Research fellow Steven Kornguth held a seminar Wednesday following his three-year-long study of the Texas women’s soccer team’s exposure to head trauma.
Kornguth, vice president for research in the Department of Kinesiology and Health Education, said although scientists can treat and diagnose short term effects of traumatic brain injuries, they do not have the technology to identify the long-term psychological consequences.
His research on traumatic brain injury, also known as TBI, focuses on young soldiers and athletes. According to Kongruth, injuries of this nature are a result of an impact to the head and can result in memory loss, loss of self or dementia.
“TBI is a process; you go from relatively good functioning to short-term deficits, and, for the most part, that will resolve itself,” Kongruth said. “What we don’t have a clue is if … years down the road, you will begin to see dementia.”
According to Kongruth, there are 3 million cases of TBI per year in the United States, and HealthDay reports that rates of reported concussions in high school athletes doubled from 2005 to 2012 as a result of increased awareness of the danger.
In the seminar, which came shortly after junior quarterback David Ash’s most recent concussion, Kornguth said the goal of his department’s research is to be able to predict long-term consequences of TBI through the analysis of an individual’s predispositions to the injury, and to determine whether a person’s genetic profile can influence how they will be affected decades later.
Kornguth said after the 3-year study, it is still unclear exactly what factors could predict whether a TBI could lead to dimentia in an individual.
“We can measure the force impacts that these people are experiencing, and come up with signatures,” said Kornguth. “What set of factors will enable us to predict long term injuries — that’s the challenge.”
Kornguth said there are devices to measure the impact on a football player’s head inside helmets, but the technology falls short for other sports because they do not use the same equipment.
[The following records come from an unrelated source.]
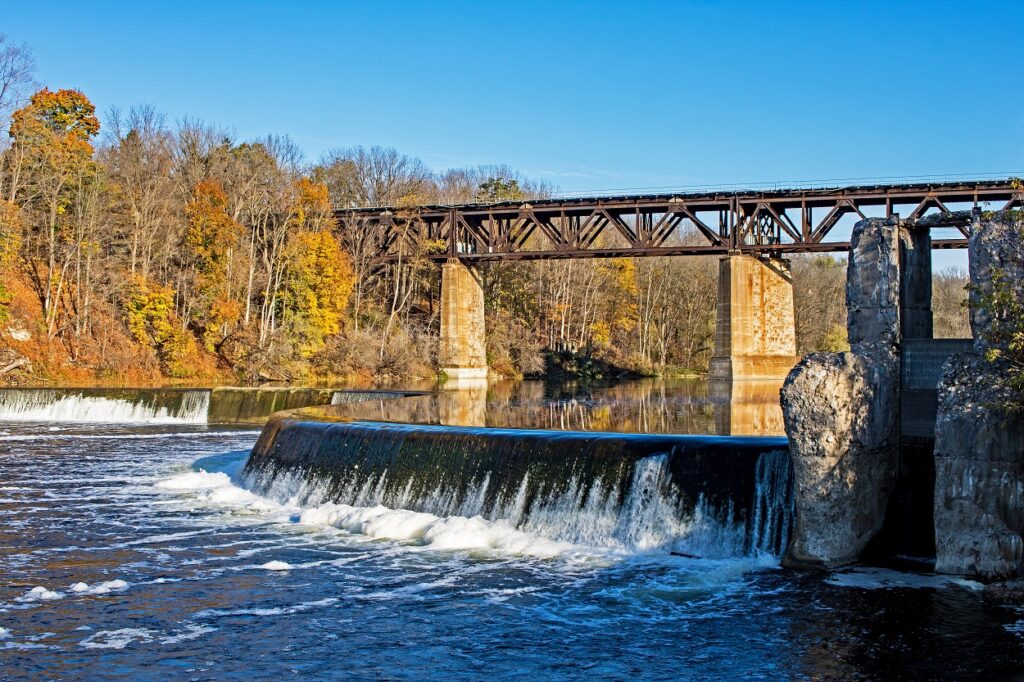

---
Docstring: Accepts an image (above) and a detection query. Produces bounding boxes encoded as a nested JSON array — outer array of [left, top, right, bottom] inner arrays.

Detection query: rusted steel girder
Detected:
[[336, 178, 1024, 261]]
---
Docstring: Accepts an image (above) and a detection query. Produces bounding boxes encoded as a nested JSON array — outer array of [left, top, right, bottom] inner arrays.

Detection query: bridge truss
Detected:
[[336, 178, 1024, 261]]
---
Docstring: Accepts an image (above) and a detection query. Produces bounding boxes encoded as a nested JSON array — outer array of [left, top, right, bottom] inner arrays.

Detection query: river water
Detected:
[[0, 385, 1024, 680]]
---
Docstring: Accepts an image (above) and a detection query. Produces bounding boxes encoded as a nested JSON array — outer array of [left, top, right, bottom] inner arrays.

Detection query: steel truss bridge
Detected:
[[336, 178, 1024, 262]]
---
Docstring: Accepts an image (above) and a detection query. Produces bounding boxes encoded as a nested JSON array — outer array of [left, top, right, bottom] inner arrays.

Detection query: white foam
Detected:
[[156, 469, 280, 511], [0, 429, 253, 441], [68, 580, 128, 595], [196, 597, 338, 619], [79, 628, 153, 649], [299, 503, 589, 558], [160, 624, 217, 644], [17, 585, 65, 602], [825, 568, 984, 592], [257, 561, 294, 570], [157, 469, 231, 491], [0, 390, 210, 424]]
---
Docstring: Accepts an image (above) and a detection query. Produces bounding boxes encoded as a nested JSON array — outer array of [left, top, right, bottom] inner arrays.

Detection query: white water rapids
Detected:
[[0, 389, 210, 424]]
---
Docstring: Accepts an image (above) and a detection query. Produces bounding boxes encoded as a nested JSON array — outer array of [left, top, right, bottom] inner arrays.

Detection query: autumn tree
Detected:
[[0, 200, 22, 323], [99, 106, 181, 279], [184, 180, 242, 351], [10, 88, 99, 339]]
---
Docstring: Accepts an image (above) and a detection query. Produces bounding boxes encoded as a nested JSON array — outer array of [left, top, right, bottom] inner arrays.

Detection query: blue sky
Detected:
[[9, 1, 1024, 196]]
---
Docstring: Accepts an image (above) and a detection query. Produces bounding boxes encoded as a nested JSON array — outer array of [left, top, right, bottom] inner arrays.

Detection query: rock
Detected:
[[982, 579, 1024, 607], [935, 353, 1024, 580], [846, 218, 900, 345], [935, 212, 1024, 580], [781, 342, 899, 567]]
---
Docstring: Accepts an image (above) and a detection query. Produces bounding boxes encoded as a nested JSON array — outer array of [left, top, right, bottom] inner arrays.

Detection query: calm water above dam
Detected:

Mechanical engineering senior Tanner Avery, who attended the seminar, said he is developing a next-generation sports mouthguard to help collect real-time diagnostic information that can be used in a variety of sports. The product, which, according to Avery, is a “check-engine light” for the brain, aims to measure the kind of impact inflicted on an athlete during play and send the quantitative data to be stored.
“The challenge is morphing together all these different areas — we have biomarkers, imaging resources, impact testing, baseline testing,” said Avery. “Over the next 50 years as a species, we’re going to have to figure this problem out.”
Athletic training junior Esteban Martinez-Cabello said he suffered a concussion while playing soccer in high school yet still feels safe playing sports today.
“I definitely make an effort not to take as many headers,” Martinez-Cabello said. “I think, in the early ages, there definitely is a good amount of [concussion] awareness. … Education is important.”